Your Body’s Response to Stress

Shot of a young woman suffering from stress while using a computer at her work desk

Remember being a child? You’d stub your toe or bring home a bad grade on your report card, and it would feel like the end of the world – for about five minutes. Then, you’d race out the door to giggle with friends or fly on the swings or shoot hoops at the playground.

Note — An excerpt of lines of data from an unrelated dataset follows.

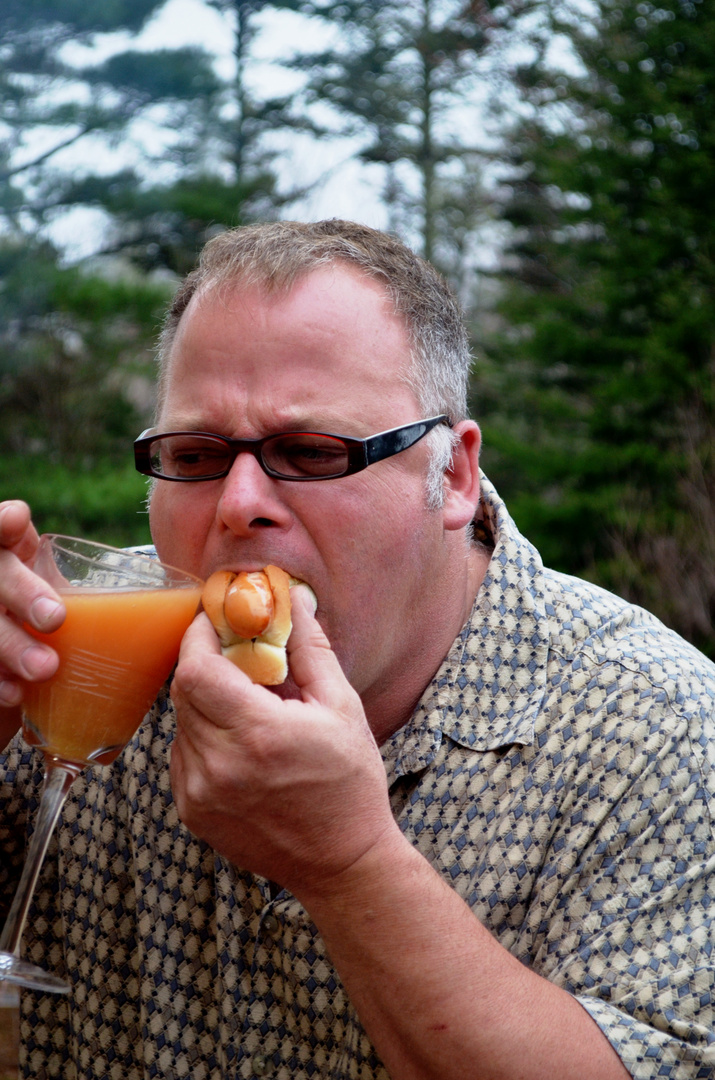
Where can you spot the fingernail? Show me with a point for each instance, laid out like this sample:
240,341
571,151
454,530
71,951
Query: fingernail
36,661
10,693
42,610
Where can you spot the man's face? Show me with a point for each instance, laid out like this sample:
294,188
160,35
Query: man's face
329,355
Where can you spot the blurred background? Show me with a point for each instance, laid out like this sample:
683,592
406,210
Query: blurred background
553,158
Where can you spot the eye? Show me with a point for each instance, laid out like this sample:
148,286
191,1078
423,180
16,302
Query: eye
307,455
189,456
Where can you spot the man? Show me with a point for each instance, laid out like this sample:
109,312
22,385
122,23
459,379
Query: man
471,837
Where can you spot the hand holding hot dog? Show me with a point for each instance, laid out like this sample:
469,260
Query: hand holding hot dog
292,790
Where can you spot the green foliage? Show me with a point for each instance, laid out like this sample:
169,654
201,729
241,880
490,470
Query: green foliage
608,314
76,366
105,502
396,77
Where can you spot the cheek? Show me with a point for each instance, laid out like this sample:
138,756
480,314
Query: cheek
178,522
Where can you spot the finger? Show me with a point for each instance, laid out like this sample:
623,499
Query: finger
25,598
206,682
313,665
16,530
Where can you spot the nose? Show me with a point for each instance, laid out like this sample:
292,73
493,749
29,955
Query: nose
251,500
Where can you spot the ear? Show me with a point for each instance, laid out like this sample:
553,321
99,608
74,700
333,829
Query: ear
461,481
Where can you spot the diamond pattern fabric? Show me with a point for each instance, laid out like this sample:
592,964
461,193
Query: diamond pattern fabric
557,773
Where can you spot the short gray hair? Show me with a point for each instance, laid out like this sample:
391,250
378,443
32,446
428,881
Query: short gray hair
274,255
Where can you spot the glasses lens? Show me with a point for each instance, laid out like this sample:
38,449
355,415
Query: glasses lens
189,457
306,455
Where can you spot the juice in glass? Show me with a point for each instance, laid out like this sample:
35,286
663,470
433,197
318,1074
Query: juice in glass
116,649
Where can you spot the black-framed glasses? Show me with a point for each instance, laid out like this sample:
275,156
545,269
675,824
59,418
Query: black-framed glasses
189,456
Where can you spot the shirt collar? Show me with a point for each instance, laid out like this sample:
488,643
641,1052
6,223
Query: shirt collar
488,689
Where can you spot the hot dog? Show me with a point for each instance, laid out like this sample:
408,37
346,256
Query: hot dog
251,612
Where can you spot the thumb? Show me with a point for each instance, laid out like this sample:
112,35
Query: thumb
313,665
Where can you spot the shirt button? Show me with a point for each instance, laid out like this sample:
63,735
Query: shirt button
271,926
261,1065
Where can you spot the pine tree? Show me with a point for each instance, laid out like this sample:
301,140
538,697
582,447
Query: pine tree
598,394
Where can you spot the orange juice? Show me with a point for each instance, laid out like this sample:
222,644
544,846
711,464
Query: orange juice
116,649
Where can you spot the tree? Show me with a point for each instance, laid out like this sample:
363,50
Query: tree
403,78
605,433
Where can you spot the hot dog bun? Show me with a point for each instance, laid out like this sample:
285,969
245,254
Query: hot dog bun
251,612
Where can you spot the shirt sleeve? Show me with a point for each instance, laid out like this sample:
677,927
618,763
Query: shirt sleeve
21,781
631,931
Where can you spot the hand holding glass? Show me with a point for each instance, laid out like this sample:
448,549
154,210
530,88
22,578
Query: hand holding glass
126,615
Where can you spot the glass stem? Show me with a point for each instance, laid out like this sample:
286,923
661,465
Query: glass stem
57,781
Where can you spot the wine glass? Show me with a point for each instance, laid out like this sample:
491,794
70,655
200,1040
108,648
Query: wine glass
126,615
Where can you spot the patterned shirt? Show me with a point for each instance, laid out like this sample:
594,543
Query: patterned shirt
557,772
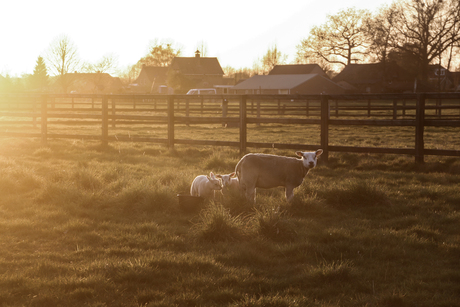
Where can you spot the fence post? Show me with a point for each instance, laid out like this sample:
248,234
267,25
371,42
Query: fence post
307,108
44,123
171,122
395,109
105,121
243,130
113,112
419,128
187,111
224,111
368,108
325,127
258,111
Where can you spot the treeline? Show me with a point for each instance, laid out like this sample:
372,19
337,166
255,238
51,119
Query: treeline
412,33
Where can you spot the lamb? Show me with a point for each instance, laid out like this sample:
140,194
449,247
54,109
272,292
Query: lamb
269,171
204,186
229,181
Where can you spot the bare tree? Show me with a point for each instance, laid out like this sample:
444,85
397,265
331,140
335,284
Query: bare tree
62,58
160,54
202,47
426,29
107,64
272,58
340,41
380,32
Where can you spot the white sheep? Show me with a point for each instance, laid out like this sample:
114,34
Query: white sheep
229,181
204,186
269,171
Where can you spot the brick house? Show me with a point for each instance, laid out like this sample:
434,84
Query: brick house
379,78
182,74
297,69
302,84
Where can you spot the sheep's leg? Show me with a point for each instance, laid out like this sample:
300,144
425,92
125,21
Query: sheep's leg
289,191
251,194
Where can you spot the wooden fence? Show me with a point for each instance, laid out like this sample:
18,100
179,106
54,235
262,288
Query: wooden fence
108,111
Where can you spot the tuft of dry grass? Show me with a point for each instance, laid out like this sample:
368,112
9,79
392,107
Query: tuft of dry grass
86,226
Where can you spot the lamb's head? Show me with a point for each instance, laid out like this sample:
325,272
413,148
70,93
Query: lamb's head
226,179
308,158
215,183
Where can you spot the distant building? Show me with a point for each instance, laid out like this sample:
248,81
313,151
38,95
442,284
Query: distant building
302,84
297,69
440,78
378,78
198,72
182,74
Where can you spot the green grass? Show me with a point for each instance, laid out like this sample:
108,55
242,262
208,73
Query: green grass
83,226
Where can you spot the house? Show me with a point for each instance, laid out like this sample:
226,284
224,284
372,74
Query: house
378,78
88,83
456,81
303,84
195,72
151,79
297,69
182,74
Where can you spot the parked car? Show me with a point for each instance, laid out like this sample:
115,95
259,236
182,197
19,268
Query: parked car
202,91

Back then, there were stressful moments, but more often than not, they were short-lived. Now that you are a grownup, however, you may find it more difficult to let go of stress. Stress may be staying with you, day after day and week after week. After all, many people struggle to simply balance day-to-day responsibilities. Then, if something more severe happens, such as becoming a long-term care giver or losing a job, it becomes nearly impossible to remove stress from your life.

Your Body and Stress

The feelings you have during short-term stress are healthy, natural physical responses. When your body encounters a stressful situation, it releases a steroid hormone called cortisol. This hormone triggers the “fight or flight” response that puts your body on high alert so that you can more effectively cope with the perceived threat. When this happens, you may feel your heart racing, tummy tighten, breath quicken or even a sudden burst of energy.

You feel these things because cortisol is telling your primary systems, like your breathing and circulatory systems, to accelerate. At the same time, it tells your secondary systems, like your reproductive and immune systems, to slow down, allowing all of your energy to shift towards coping with the threat.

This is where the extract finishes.